4. Adipose Tissue – insulin stimulates transport of glucose into adipose tissue which use them for
energy and as a source of glycerol to make triacylglycerols
Fate of Lipoproteins in Fed State – chylomicrons and VLDL are produced in the fed state and function to
provide blood a transport system for triacylglycerols and cholesterol (insoluble in H2O).
-Triacylglycerols from small intestine go into chylomicrons, those from VLDL come from liver
-As lipoproteins pass through blood vessels in adipose, triacylglycerols degraded to fatty acids and
glycerol, which enter the cells and combine with glycerol from blood glucose to reform triacylglycerols
and stored in large fat droplets in cells.

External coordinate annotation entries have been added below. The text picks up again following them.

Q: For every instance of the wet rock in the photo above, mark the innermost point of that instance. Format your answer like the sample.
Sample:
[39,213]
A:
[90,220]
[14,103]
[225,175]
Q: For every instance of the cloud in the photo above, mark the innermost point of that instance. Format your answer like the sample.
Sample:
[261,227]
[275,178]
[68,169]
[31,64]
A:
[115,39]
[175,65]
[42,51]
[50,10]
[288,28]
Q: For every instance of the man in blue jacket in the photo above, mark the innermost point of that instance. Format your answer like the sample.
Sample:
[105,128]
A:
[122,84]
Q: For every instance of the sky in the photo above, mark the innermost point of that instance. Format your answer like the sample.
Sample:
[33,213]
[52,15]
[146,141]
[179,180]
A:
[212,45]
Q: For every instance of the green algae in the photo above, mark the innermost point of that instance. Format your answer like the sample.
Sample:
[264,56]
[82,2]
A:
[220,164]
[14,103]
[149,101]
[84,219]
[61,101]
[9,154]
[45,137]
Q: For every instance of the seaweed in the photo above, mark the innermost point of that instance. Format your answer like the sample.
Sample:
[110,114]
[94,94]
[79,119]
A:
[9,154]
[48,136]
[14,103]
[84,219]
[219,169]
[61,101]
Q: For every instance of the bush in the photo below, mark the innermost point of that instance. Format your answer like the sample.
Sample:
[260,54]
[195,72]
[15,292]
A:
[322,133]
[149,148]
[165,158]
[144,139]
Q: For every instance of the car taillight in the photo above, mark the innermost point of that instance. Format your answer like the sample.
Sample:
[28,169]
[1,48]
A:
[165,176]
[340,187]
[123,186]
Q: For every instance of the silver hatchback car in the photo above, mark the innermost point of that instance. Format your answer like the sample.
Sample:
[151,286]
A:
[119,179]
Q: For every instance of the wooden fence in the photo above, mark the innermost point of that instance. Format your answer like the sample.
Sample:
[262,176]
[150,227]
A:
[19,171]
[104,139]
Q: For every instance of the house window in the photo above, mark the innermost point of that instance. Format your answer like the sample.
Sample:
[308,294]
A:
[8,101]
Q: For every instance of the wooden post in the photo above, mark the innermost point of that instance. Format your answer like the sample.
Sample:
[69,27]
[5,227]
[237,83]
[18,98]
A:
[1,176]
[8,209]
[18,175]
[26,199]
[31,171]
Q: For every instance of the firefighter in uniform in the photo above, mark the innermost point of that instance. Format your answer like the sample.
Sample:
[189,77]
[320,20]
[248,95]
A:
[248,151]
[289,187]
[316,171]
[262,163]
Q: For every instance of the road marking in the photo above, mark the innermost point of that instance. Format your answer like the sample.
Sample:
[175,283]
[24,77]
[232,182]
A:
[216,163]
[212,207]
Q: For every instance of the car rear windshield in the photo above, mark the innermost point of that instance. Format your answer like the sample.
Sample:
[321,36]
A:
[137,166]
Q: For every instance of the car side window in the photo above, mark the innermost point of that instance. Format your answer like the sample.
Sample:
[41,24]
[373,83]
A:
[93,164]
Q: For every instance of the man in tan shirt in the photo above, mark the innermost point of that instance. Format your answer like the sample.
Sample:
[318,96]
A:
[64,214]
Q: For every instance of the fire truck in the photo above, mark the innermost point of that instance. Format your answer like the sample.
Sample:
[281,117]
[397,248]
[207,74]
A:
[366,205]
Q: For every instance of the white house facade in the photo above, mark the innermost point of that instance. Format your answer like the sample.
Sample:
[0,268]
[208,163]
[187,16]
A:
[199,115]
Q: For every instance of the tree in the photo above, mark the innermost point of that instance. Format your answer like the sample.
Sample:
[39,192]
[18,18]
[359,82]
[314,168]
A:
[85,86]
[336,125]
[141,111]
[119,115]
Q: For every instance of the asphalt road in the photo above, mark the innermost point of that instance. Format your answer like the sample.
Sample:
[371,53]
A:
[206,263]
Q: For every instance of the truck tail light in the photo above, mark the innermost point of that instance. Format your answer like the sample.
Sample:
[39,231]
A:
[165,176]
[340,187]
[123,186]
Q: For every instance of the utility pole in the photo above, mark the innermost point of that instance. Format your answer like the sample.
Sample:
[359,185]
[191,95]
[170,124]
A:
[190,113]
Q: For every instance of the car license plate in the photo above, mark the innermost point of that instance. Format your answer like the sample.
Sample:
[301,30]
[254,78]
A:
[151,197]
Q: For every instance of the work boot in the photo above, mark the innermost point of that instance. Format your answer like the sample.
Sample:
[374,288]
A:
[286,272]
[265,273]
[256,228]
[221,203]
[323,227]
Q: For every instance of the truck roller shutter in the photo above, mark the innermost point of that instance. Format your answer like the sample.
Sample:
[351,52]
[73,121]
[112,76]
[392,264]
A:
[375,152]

-Remaining chylomicrons cleared from blood by liver
-VLDL can be cleared by liver or converted to LDL which is cleared by liver or by peripheral cells
Fate of Amino Acids in the Fed State – Amino acids from dietary proteins travel from the intestine to
the liver by the hepatic portal vein for the synthesis of serum proteins, its own proteins, and Ncontaining compounds that need AA precursors such as nonessential AA, heme, hormones,
neurotransmitters, purine and pyrimidine.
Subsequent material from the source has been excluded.